El melanoma afecta a cerca de 96 000 estadounidenses cada año, de los cuales aproximadamente 7 200 sucumbirán a la enfermedad. Esto lo convierte en el cáncer de piel más mortal de los Estados Unidos, en gran parte debido a su agresividad y a su posibilidad de metastatizar. El Dr. Perera indica que es necesario investigar más a fondo para comprender las anomalías biológicas subyacentes al crecimiento y la diseminación del cáncer, y para proporcionar posibles nuevos objetivos de tratamiento.

Por lo general, dice el Dr. Perera, los científicos encaran sus estudios de la genética del melanoma concentrándose en ver cuáles productos génicos y proteicos tienen una regulación aumentada o disminuida en las células tumorales, en comparación con los progenitores normales de la piel. En vez de esto, señala, el enfoque en la “estabilidad del transcriptoma” que adopta su equipo analiza por cuánto tiempo los llamados transcritos génicos (las instrucciones moleculares del ARN que se “leen” del ADN antes de ser traducidas en proteínas) sobreviven en las células tumorales antes de degradarse.

“Es importante entender cómo se comportan estos transcritos durante la génesis o la progresión del tumor”, señala el Dr. Perera. Y agrega, “entonces decidimos observar un ángulo completamente nuevo de estabilidad y deterioro del ARN por todo el genoma durante los pasos iniciales de desarrollo del melanoma”.

Otros investigadores, dice el Dr. Perera, han intentado crear un perfil de la estabilidad del transcrito por todo el genoma utilizando químicos que bloquean toda la transcripción, y observando luego la estabilidad de los transcritos que existían antes de ese bloqueo. Sin embargo, este método radical se considera tóxico y es capaz de alterar otros aspectos de la biología de la célula en formas que pueden oscurecer la información sobre la estabilidad de los transcritos. Para abordar este aspecto, el Dr. Perera y sus colegas usaron BRIC-seq, un método que etiqueta los transcritos con 5-bromouridina, la cual se incorpora en los ARN recién sintetizados y luego puede ser analizada por inmunocitoquímica a lo largo del tiempo sin afectar al resto del entorno celular.

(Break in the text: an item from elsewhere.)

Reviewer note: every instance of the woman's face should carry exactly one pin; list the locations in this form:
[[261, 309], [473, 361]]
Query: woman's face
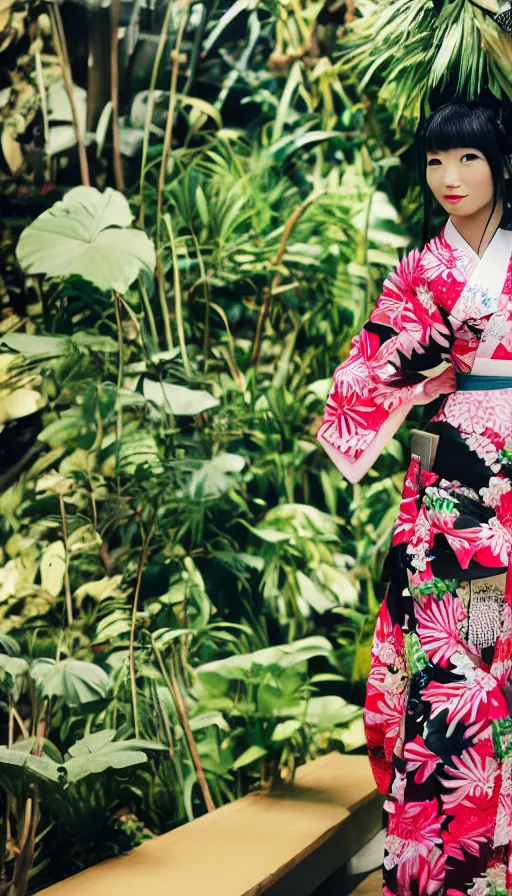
[[461, 180]]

En una línea celular de melanoma donde normalmente miR-211 no está presente, los investigadores introdujeron la expresión de miR-211 y luego utilizaron el método BRIC-seq para investigar la dinámica de estabilidad del transcriptoma en presencia y ausencia de miR-211. Seguidamente, combinaron estos resultados con cambios en los niveles de expresión génica en general y utilizaron instrumentos informáticos de predicción para identificar los genes diana específicos de miR-211, descubriendo así la diana DUSP3, previamente no informada.

Como parte de sus estudios actuales, el Dr. Perera y sus colegas también están analizando de qué manera miR-211 podría afectar a otros transcritos génicos del melanoma en formas que fomentan la metástasis del cáncer y la resistencia a ciertos fármacos contra el cáncer.